The Great American call center was swamped today with calls from broker-dealers and RIAs, Nyhart said. “Their only question they have is how much advisors will charge for this. I think it will be in the 20 to 40 basis point range”—between the amount they charge for managing fixed income money and the amount they charge for managing equities,” he told RIJ.
Regarding the lifetime income benefit, “It’s a 2% stacked rider which pays 2% on top of any or all growth of the FIA annuity value,” he said. It has 5% payout for single contracts beginning at age 65 (4% for joint contracts). The contract has a seven-year duration with a 7% surrender charge for each of the first three years.

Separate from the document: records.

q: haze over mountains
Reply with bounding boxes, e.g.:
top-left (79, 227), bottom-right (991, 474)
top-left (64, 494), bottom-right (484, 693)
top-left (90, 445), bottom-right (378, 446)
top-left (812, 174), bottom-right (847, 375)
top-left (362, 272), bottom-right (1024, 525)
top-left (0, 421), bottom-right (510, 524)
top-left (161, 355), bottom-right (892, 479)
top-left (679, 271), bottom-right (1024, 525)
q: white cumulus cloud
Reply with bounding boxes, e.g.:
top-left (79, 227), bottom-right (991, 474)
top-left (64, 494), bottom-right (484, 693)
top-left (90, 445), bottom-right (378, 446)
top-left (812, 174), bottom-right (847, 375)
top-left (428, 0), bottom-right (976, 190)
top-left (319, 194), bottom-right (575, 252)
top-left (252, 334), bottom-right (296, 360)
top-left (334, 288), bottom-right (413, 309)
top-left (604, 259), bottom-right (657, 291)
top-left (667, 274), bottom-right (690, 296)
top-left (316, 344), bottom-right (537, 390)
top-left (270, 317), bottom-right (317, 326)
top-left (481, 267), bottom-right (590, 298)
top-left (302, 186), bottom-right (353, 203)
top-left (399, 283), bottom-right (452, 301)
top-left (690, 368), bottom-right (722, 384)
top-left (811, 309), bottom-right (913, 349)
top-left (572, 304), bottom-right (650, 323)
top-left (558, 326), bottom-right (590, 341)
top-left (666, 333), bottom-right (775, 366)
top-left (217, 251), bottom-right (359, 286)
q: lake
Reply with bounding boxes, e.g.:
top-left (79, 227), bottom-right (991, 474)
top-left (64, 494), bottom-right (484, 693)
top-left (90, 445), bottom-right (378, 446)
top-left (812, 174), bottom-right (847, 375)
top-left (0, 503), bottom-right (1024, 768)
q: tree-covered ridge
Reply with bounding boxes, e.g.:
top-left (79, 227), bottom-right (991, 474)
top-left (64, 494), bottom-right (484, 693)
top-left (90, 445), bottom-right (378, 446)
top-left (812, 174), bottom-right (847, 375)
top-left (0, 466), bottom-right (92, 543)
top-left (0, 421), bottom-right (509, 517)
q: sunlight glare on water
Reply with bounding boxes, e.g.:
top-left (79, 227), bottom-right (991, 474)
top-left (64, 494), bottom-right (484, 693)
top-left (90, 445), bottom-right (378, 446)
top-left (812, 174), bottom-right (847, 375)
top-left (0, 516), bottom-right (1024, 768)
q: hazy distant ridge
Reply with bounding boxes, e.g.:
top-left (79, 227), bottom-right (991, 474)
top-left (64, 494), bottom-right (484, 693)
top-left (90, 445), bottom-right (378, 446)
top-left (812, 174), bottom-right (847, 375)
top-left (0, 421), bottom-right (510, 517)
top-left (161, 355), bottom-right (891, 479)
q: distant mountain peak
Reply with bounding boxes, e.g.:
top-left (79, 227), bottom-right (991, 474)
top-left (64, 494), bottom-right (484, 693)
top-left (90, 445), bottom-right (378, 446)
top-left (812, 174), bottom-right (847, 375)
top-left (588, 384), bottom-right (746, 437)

The introduction of the new product, which the closely-held Great American discussed with its major distribution partners at a retreat in South Carolina last April, was spurred in part by the DOL’s fiduciary rule, which is expected to discourage the sale of FIAs and variable annuities that pay third-party commissions.
“The DOL gave it some impetus, but the real issue is that the markets are pretty much topping out,” he said. FIAs offer investors a combination of zero risk of downside losses with limited exposure, through options on equity indices, to equity market gains.
Nyhart said that Great American has been building its ties to broker-dealers, the channel where more of its FIA sales come from. “We saw a 30% increase of sales from b/ds in 2015,” he told RIJ, “and 50% of our sales came out of b/ds in first half of this year. We assume that, because of the rider, a lot of the sales will be to qualified accounts.”
Great American’s ability to bring out a fee-based FIA ahead of its competitors may have something to do with its ownership structure. The company is publicly-traded but closely-held by billionaire brothers S. Craig Lindner and Carl Lindner III. There’s a lean management structure that reviews new ideas and makes decisions relatively quickly.
“Our process is faster-to-market. We changed the whole make-up of product development,” Nyhart said in an interview. “We have a system where I look at new ideas and then every two weeks we score them. Then we look at what is the simplest version and drive it from simplest to most complicated. We don’t have to go through committees. We can talk about it over lunch and make a decision.”
Great American intends to review all of its products to determine whether to roll out a no-commission version of others. “This is the first of many,” Nyhart said.